The result was tuition at public four-year colleges across the nation rose by an average of $2,484, or 35 percent, between 2008 and 2017. It doubled in Louisiana and rose by more than 60 percent in Alabama, Arizona, California, Colorado, Florida, Georgia and Hawaii.
Meanwhile, attention is turning to whether Congress will include additional aid for states and higher education in another stimulus bill.
Education advocates were disappointed by the $14 billion for higher education institutions in the last stimulus. A coalition of groups, including associations representing two- and four-year institutions, wrote Congress last week to say they needed an additional $46.6 billion to make up for costs like returning room and board and lost revenue from what the groups estimated would be a 15 percent decline in enrollment this fall.
Meanwhile, governors also have said the $150 billion in aid to states and local governments in the last stimulus package wasn’t enough to prevent large cuts. On Saturday, the National Governors Association wrote congressional leaders, saying, "in the absence of unrestricted fiscal support of at least $500 billion from the federal government, states will have to confront the prospect of significant reductions to critically important services all across this country, hampering public health, the economic recovery, and -- in turn -- our collective effort to get people back to work."

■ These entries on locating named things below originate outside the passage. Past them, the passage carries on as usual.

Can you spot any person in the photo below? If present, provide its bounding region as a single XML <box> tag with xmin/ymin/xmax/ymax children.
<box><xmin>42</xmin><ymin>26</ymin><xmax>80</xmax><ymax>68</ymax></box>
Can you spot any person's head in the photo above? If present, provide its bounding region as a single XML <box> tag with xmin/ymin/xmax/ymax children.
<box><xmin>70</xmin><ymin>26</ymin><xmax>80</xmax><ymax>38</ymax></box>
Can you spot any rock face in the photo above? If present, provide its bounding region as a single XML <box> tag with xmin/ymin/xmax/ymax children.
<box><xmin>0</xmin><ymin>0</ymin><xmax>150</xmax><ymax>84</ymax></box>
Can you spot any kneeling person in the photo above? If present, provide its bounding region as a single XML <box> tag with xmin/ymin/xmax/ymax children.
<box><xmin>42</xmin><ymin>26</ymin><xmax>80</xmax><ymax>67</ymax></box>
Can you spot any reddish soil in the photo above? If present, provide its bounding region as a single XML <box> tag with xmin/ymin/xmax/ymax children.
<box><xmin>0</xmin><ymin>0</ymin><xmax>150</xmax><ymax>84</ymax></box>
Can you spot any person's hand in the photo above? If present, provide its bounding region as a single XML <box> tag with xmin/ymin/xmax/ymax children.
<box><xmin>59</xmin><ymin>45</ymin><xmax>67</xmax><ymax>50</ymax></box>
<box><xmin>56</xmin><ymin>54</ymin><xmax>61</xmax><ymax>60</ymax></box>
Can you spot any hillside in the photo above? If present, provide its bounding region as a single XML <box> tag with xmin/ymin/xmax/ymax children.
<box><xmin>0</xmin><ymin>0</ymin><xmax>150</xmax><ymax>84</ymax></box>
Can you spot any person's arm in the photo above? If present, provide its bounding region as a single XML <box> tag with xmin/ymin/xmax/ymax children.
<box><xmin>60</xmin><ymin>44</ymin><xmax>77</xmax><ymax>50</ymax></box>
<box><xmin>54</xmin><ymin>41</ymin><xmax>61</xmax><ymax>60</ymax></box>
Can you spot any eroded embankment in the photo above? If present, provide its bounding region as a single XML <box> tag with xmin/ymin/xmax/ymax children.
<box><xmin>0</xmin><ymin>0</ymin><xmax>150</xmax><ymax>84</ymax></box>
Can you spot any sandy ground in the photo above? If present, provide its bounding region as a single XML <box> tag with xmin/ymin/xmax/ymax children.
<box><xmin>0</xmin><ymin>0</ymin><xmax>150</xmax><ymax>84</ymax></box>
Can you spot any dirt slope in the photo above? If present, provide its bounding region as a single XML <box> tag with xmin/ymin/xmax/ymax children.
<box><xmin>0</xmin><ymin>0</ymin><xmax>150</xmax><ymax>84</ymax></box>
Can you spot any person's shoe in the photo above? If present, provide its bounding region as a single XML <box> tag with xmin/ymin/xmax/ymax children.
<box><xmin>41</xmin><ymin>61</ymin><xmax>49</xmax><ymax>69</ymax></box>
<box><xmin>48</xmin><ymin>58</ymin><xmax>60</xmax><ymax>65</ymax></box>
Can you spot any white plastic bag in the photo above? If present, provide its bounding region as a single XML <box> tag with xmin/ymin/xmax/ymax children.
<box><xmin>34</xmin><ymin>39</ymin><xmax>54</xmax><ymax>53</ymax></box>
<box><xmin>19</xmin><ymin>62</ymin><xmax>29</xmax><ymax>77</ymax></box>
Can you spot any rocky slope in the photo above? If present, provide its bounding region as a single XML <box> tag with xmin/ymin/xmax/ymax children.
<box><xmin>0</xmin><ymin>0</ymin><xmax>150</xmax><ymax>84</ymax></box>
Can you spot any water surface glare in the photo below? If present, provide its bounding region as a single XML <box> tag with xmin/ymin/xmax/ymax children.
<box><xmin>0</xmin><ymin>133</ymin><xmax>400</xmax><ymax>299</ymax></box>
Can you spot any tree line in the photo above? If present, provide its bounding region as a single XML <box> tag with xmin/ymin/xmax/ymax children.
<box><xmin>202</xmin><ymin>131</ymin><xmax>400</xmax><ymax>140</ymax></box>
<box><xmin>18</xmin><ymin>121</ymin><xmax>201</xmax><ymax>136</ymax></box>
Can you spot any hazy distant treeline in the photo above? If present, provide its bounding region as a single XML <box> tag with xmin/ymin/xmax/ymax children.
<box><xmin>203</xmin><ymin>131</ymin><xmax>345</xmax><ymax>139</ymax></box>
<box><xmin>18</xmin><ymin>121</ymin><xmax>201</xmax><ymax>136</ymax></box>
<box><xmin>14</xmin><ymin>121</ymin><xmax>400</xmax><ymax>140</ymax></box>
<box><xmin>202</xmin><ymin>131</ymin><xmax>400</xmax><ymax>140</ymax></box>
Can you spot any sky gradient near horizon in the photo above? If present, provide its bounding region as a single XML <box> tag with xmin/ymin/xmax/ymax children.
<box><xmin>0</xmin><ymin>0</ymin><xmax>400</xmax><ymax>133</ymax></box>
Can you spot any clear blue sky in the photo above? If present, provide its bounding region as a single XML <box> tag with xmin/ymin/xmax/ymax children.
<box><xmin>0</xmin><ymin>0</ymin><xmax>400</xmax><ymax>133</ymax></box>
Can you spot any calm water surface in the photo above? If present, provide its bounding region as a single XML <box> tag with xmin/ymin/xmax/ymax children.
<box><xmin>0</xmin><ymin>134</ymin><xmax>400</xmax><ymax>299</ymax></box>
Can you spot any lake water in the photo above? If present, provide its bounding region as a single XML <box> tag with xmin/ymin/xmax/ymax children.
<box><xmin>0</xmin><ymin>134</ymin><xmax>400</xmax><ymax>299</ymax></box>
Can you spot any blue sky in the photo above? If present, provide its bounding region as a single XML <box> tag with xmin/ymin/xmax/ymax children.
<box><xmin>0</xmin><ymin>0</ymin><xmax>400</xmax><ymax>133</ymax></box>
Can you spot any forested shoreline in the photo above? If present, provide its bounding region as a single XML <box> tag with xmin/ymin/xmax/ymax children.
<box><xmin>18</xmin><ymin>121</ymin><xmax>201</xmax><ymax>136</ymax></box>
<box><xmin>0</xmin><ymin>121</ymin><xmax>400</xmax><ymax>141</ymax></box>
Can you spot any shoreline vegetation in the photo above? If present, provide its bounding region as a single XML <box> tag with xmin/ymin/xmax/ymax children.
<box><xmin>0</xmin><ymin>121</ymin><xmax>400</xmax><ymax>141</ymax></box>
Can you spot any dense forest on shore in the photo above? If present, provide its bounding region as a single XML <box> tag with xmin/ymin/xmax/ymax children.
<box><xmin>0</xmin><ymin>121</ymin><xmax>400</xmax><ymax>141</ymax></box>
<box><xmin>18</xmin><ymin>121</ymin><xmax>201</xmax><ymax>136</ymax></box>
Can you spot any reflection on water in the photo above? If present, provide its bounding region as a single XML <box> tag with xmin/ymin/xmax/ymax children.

The group's chairman, Maryland governor Larry Hogan, said at a press conference last week that without more congressional aid, "There's going to be massive budget problems for every state in America." Last Friday Hogan froze his state's spending, except for coronavirus-related expenses and payroll, saying Maryland is facing a $2.8 billion budget shortfall.
However, Republicans and Democrats in the U.S. Senate are deadlocked over the next package. Republicans want it to focus on providing $250 billion of aid to small businesses. But Democrats want to add $250 billion of aid for hospitals and state and local governments. Last Thursday, Senate Democrats blocked the Republican proposal. Then Republicans blocked the Democrats' proposal.
The Hill reported that Senate Republicans do not want to take up negotiations on the next package until next month. On Saturday, Politico reported that Republican leaders are vowing to keep opposing the Democrats' plan. “Republicans reject Democrats’ reckless threat to continue blocking job-saving funding unless we renegotiate unrelated programs which are not in similar peril,” Senate Majority Leader Mitch McConnell and House Minority Leader Kevin McCarthy said in a joint statement.